Not one composed of policy positions—he’s got one of those. As the Libertarian Party’s nominee, Johnson champions a socially liberal, fiscally conservative brand of politics that he thinks could draw major-party defectors this year.
No, what Johnson needs now is a much higher-profile stage and a microphone—so he can reach more Americans than a candidate from his party ever has before. And Thursday night, in his first late-night network-TV appearance, he got a big one.
“A woman’s right to choose, marriage equality, legalizing marijuana,” Johnson rattled off in an interview on The Late Show With Stephen Colbert, introducing some of his party’s values to the mainstream audience. “Come on—let people make choices in their own lives that only people should be making.”
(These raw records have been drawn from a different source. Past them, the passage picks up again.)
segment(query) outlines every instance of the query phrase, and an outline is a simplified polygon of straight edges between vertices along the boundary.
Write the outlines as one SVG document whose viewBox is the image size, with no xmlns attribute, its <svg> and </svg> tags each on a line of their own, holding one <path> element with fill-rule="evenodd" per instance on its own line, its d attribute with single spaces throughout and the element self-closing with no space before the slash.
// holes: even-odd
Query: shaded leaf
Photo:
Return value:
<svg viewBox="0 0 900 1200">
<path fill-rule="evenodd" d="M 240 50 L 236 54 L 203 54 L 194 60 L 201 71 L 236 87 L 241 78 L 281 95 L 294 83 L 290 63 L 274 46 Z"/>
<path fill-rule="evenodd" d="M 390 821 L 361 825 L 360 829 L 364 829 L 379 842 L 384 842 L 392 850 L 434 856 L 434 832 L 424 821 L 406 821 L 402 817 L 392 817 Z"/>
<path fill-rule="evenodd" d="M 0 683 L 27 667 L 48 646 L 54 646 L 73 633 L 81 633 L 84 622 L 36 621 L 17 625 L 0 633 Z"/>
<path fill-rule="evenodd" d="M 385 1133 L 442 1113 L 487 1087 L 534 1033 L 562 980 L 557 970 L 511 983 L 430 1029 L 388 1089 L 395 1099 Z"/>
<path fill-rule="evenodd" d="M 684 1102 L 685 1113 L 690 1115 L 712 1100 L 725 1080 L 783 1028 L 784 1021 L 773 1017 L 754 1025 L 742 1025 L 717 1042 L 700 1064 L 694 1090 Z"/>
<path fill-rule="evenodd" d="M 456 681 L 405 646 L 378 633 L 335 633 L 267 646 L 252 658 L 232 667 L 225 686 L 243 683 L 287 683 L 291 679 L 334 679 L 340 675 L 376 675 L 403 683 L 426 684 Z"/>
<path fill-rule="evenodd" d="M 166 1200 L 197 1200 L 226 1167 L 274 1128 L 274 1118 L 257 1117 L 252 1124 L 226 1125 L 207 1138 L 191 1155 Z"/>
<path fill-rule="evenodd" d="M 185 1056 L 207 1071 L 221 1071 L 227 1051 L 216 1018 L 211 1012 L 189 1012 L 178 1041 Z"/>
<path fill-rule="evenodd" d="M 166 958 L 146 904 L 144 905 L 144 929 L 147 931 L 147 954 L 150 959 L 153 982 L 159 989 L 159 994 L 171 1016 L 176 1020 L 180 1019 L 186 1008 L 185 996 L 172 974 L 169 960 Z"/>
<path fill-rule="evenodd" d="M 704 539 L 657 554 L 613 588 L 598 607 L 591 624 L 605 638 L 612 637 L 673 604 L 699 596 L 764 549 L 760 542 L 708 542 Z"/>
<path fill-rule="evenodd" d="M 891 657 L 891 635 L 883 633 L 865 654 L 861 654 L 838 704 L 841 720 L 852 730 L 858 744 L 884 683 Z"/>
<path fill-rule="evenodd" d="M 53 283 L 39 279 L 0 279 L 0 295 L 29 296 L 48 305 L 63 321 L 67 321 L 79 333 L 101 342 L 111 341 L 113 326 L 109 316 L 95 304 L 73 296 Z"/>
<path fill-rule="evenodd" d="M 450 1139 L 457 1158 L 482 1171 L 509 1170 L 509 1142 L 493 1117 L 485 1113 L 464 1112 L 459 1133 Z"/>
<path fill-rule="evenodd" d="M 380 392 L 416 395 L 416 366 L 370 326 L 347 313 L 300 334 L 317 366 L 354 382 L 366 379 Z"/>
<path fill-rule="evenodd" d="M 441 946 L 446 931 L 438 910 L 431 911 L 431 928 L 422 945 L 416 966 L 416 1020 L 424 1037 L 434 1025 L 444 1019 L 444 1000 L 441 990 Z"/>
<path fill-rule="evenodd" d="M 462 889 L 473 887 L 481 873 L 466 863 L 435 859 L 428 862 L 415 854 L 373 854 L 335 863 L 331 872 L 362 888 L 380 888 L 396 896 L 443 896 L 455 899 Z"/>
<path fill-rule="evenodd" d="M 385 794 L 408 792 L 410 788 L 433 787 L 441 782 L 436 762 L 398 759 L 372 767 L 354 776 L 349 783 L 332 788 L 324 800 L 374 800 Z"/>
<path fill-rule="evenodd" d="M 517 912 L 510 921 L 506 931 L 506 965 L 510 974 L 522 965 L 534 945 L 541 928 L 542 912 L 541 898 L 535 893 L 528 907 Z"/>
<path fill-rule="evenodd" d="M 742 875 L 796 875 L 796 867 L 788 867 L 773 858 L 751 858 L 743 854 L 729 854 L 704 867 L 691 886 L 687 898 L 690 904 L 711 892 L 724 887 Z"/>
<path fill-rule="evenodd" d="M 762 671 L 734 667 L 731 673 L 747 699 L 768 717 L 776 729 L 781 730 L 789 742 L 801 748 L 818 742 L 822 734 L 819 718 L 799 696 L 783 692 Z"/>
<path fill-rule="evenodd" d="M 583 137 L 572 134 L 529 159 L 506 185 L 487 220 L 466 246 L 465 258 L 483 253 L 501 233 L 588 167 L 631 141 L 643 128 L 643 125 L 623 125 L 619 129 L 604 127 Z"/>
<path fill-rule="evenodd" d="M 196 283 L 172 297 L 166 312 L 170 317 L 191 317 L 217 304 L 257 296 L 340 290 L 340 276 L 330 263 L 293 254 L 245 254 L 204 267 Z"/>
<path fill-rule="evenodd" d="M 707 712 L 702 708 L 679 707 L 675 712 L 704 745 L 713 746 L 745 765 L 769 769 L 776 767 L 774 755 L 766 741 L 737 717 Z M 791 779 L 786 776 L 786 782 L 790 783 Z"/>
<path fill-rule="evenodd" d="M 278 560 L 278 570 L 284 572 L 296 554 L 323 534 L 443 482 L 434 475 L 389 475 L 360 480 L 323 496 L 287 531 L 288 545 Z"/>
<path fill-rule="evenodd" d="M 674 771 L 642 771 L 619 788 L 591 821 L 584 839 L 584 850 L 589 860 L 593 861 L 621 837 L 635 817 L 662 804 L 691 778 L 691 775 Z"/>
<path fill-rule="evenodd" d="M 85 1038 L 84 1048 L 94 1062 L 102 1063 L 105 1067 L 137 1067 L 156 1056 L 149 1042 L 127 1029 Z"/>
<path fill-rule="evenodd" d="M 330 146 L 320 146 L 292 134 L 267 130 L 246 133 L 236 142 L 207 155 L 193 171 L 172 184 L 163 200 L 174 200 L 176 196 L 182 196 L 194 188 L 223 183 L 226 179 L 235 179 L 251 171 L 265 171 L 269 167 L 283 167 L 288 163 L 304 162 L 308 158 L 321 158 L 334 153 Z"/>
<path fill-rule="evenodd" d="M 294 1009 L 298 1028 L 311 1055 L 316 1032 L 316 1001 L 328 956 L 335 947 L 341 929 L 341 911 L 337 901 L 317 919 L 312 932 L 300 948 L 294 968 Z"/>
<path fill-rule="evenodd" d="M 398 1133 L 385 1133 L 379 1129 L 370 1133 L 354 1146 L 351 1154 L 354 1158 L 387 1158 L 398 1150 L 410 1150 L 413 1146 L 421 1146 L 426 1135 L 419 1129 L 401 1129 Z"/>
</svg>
Johnson’s visit to the Ed Sullivan Theater in New York, along with his running mate Bill Weld, was but the latest stop in his gimme-more-free-media tour. The two-time Libertarian Party nominee is chasing bigger poll numbers both so he can grow his now-niche base and so he can qualify for the presidential debates, which third parties see as key to securing legitimacy and greater popularity. Johnson has bemoaned the lack of coverage he has received in the past, but in recent weeks, things have started to pick up. He got silly on Full Frontal with Samantha Bee on Comedy Central; gave his longest C-SPAN interview ever, a point of pride; and is now pretty regularly featured in mainstream political stories. While his poll numbers are not as high as they need to be—15 percent in multiple surveys to make the debates—they are higher than they were last cycle. And it’s a victory for Johnson that he has been included in polling at all.